3 books that will make you a better person

If you want to be your best self, you have to have your views challenged. Here’s my top three books to make you a better person.

1. Resilience- Eric Greitens

“If you take responsibility for anything in your life, know that you’ll feel fear. That fear will manifest itself in many ways: fear of embarrassment, fear of failure, fear of hurt. Such fears are entirely natural and healthy, and you should recognize them as proof that you’ve chosen work worth doing. Every worthy challenge will inspire some fear.”

This is a deeply personal series of letters from Eric Greitens to a ex-navy seal buddy of his who is struggling with PTSD. In these letters Greitens explores themes of recovery, mental health, duty, honor and personal responsibility in a deeply intimate way. He draws on his own experiences as a navy seal, humanitarian and human being to provide a path to someone who is deeply lost in their own suffering.

Why it will make you a better person: This book, if written as a self help book would be just so-so, but the format of letters from the author to someone struggling to survive acts as a call to arms to engage with the world in a new way, and to be move forward with things as they are, rather than as we wish they were.

2. Crucial Conversations –Kerry Patterson and Joseph Grenny

“When under attack, our heart can take a similarly sudden and unconscious turn. When faced with pressure and strong opinions, we often stop worrying about the goal of adding to the pool of meaning and start looking for ways to win, punish, or keep the peace..”

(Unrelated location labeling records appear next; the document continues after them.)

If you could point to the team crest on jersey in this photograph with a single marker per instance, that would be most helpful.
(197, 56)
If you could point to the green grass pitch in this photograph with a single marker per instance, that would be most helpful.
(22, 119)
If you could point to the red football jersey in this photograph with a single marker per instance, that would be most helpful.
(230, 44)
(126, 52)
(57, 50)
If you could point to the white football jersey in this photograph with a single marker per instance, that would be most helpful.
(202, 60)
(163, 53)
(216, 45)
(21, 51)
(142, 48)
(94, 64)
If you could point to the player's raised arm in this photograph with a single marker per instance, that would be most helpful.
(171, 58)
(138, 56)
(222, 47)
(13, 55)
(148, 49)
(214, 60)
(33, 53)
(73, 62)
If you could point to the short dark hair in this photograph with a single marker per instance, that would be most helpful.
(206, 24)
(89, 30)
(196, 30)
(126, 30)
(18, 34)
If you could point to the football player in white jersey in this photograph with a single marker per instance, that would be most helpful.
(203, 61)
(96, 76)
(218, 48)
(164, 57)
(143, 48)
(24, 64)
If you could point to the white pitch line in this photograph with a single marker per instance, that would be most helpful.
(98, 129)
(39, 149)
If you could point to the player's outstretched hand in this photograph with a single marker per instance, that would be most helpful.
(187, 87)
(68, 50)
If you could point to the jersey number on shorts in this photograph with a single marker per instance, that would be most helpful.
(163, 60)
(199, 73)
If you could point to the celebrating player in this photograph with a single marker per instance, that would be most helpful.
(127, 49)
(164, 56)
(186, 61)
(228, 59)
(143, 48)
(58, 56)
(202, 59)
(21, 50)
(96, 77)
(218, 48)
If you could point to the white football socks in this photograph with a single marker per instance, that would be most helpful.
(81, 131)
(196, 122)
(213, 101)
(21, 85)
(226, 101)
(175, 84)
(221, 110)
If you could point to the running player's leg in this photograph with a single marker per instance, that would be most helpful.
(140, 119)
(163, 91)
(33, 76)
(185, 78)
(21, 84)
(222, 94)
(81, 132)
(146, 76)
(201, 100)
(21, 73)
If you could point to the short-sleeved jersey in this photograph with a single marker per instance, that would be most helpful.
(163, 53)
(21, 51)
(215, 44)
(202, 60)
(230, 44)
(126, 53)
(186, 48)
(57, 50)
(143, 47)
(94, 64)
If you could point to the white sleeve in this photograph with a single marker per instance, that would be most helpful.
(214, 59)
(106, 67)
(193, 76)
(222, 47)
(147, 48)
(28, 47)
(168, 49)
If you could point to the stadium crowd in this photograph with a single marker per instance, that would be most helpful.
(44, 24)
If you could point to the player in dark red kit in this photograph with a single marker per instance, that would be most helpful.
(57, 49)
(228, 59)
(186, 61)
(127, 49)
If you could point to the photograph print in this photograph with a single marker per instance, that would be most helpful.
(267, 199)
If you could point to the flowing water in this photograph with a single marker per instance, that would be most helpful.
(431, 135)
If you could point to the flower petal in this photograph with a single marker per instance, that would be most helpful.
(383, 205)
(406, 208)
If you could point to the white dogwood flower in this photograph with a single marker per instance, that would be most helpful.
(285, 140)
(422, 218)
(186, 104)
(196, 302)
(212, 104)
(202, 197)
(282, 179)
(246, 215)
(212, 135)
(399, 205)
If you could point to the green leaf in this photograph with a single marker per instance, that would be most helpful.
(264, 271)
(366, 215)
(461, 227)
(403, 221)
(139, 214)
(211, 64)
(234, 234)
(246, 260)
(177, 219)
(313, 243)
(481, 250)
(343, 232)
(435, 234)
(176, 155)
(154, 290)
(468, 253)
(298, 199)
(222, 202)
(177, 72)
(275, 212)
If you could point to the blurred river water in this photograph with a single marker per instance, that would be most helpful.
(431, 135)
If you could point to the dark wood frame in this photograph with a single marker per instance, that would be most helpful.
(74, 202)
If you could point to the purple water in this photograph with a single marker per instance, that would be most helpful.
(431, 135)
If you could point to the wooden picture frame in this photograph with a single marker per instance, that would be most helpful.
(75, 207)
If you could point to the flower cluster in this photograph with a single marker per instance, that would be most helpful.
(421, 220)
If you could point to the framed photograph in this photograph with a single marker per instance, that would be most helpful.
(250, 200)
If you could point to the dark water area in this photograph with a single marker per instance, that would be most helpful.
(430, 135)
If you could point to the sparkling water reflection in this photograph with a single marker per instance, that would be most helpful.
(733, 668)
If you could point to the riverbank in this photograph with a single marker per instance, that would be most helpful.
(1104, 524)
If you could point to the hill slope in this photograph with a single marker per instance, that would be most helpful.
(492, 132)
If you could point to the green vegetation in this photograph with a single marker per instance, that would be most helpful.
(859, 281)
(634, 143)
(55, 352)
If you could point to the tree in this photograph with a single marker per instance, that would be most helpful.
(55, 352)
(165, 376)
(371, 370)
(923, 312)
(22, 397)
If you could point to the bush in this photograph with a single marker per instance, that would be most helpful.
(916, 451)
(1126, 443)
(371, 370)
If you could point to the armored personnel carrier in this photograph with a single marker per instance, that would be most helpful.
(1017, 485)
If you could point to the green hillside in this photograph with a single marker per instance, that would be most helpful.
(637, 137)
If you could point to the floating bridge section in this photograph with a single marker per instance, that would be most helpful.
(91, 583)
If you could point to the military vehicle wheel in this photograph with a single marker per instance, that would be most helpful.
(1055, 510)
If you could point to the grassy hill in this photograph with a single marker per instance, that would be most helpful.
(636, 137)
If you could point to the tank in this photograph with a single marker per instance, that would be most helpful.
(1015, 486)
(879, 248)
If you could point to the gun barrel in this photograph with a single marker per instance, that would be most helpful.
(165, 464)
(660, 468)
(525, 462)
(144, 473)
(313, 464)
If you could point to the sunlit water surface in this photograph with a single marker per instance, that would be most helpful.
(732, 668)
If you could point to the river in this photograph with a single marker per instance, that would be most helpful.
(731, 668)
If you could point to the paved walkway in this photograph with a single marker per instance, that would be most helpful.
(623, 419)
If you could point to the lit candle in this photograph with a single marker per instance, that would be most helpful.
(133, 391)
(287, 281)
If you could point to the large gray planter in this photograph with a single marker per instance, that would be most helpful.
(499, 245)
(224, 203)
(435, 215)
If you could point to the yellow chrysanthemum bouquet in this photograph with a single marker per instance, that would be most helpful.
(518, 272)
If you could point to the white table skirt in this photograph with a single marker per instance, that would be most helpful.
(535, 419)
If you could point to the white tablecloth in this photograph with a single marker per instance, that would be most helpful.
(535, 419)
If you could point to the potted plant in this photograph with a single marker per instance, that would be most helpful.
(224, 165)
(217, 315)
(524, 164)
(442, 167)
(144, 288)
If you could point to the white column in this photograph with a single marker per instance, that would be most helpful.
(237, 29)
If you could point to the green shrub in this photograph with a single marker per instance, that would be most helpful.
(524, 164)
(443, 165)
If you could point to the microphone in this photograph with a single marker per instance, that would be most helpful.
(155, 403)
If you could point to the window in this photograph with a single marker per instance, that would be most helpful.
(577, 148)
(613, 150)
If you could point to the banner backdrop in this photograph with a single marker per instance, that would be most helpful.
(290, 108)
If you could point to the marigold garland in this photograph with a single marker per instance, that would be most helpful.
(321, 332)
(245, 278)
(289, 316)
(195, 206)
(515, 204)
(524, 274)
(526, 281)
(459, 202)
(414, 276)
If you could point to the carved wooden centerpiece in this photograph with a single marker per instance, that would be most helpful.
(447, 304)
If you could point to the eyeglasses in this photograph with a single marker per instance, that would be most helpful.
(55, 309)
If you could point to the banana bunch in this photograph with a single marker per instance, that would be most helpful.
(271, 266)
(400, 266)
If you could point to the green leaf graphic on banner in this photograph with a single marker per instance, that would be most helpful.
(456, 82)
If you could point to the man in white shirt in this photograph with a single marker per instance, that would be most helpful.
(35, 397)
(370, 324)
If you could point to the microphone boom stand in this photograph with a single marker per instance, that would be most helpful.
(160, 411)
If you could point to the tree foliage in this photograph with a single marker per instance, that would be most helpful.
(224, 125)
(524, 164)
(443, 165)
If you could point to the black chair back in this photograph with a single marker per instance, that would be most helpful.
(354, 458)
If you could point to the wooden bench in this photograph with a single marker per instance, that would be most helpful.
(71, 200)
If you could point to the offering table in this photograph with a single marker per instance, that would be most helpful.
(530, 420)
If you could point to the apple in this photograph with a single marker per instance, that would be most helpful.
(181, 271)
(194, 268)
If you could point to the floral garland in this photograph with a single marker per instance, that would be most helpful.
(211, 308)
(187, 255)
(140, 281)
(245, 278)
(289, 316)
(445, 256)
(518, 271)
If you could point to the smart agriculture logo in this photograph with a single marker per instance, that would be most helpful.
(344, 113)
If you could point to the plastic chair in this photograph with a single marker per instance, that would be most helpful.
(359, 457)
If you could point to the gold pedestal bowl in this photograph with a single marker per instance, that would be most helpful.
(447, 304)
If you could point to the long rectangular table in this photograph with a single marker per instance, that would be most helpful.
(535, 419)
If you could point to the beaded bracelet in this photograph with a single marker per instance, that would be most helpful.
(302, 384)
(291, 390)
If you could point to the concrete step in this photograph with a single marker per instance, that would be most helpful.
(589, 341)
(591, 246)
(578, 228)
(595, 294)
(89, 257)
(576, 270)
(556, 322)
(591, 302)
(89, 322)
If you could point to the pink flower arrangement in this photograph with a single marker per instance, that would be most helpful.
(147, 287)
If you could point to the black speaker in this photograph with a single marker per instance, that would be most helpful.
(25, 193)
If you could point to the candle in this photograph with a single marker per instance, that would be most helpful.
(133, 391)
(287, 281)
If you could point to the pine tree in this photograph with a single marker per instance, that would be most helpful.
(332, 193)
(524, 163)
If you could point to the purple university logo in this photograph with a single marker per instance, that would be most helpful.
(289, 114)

This is a guide book to having difficult conversations when the stakes are high. It serves as a step by step walkthrough to having it out in a productive way for everyone involved. It also tackles why conversations are hard, and how we can be honest and minimise harm at the same time. This is not about skirting around the issues, or preserving peoples feelings at the expense of resolution, but understanding why feelings are on the line to begin with and how we all tell ourselves stories that may have unintended consequences.

Why it will make you a better person: When examining why people tell stories, put up walls, and otherwise resist the truth, it’s hard not see that we do that ourselves all the time. In examining how to get past other peoples resistance and bring them into the conversation, we can easily see how we too are guilty of the same things when we feel threatened.

3. The Gift of Fear- Gavin deBecker.

“Every day, people engaged in the clever defiance of their own intuition become, in mid-thought, victims of violence and accidents. So when we wonder why we are victims so often, the answer is clear: It is because we are so good at it. A woman could offer no greater cooperation to her soon-to-be attacker than to spend her time telling herself, “But he seems like such a nice man.” Yet this is exactly what many people do. A woman is waiting for an elevator, and when the doors open she sees a man inside who causes her apprehension. Since she is not usually afraid, it may be the late hour, his size, the way he looks at her, the rate of attacks in the neighborhood, an article she read a year ago—it doesn’t matter why. The point is, she gets a feeling of fear. How does she respond to nature’s strongest survival signal? She suppresses it, telling herself: “I’m not going to live like that, I’m not going to insult this guy by letting the door close in his face.” When the fear doesn’t go away, she tells herself not to be so silly, and she gets into the elevator. Now, which is sillier: waiting a moment for the next elevator, or getting into a soundproofed steel chamber with a stranger she is afraid of? The inner voice is wise, and part of my purpose in writing this book is to give people permission to listen to it.” 

This book examines the root of our most basic animal survival instincts, and how day by day we learn to ignore our gut feelings and the danger we can end up because of this. This book is particularly poignant if you identify as male, as it deals with a lot of the ways women in particular are put in danger by societies insistence that we put politeness ahead of safety.

Why it will make you a better person:
Sometimes you get a bad feeling about someone, and you should listen to that, but more than that you should respect when people get a bad feeling about you. Understanding our instincts and why we respond the way we do makes your more appreciate of other peoples boundaries and why it’s important to respect them.